I would like to rearrange the matrix b in the following way:
> b <- matrix(1:24, 6, 4)
> b
[,1] [,2] [,3] [,4]
[1,] 1 7 13 19
[2,] 2 8 14 20
[3,] 3 9 15 21
[4,] 4 10 16 22
[5,] 5 11 17 23
[6,] 6 12 18 24
> cbind(b[1:2, ], b[3:4, ], b[5:6, ])
[,1] [,2] [,3] [,4] [,5] [,6] [,7] [,8] [,9] [,10] [,11] [,12]

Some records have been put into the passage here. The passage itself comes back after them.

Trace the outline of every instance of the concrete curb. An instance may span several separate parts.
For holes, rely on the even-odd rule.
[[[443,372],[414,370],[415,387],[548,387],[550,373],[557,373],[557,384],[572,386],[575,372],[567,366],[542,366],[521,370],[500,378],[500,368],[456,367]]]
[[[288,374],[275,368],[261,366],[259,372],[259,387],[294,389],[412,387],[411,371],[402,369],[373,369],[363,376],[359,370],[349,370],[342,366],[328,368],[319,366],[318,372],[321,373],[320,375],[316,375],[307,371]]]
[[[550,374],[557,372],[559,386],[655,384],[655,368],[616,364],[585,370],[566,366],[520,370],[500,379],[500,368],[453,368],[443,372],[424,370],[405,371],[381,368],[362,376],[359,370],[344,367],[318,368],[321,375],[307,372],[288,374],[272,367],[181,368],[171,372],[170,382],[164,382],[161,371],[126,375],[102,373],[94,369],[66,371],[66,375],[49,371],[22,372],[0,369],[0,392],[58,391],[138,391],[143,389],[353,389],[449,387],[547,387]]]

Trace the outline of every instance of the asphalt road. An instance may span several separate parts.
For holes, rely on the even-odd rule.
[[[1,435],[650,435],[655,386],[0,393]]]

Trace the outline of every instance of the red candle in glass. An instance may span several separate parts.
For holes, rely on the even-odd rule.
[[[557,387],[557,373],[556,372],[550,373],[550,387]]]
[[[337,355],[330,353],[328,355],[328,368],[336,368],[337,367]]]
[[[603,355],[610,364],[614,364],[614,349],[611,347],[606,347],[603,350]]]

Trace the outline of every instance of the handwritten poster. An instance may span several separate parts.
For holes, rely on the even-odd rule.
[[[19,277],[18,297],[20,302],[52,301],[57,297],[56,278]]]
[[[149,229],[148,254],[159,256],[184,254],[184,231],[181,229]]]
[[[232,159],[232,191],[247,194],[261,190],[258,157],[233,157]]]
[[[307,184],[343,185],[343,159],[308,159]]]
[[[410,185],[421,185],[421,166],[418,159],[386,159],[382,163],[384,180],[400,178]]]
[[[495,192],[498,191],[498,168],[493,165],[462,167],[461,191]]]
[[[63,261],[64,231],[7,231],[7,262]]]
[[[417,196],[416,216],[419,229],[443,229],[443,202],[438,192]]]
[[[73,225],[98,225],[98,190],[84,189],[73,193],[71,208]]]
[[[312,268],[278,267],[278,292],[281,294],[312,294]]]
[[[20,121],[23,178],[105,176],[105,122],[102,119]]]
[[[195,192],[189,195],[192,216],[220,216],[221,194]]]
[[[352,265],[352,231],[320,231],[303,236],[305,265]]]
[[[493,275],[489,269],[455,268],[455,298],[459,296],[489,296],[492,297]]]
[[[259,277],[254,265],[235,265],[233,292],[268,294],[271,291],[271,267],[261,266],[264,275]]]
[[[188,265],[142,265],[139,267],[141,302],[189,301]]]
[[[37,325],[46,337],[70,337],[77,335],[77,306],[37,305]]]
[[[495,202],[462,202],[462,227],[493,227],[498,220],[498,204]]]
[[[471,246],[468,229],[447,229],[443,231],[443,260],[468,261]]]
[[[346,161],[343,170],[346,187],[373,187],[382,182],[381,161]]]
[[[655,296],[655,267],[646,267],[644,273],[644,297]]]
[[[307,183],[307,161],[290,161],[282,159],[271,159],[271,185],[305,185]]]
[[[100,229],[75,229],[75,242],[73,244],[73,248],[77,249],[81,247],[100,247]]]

[1,] 1 7 13 19 3 9 15 21 5 11 17 23
[2,] 2 8 14 20 4 10 16 22 6 12 18 24
The number of rows (2 here) is always going to be the same but the matrix b is going to be very large, on the dimension of about 1M x 100. Is there some fast way I can do this without a for loop? Thanks.
First, split b
into chunks of two rows using lapply
and then cbind
the subgroups together using do.call
.
do.call(cbind, lapply(seq(1, NROW(b), 2), function(i) b[i:(i+1),]))
# [,1] [,2] [,3] [,4] [,5] [,6] [,7] [,8] [,9] [,10] [,11] [,12]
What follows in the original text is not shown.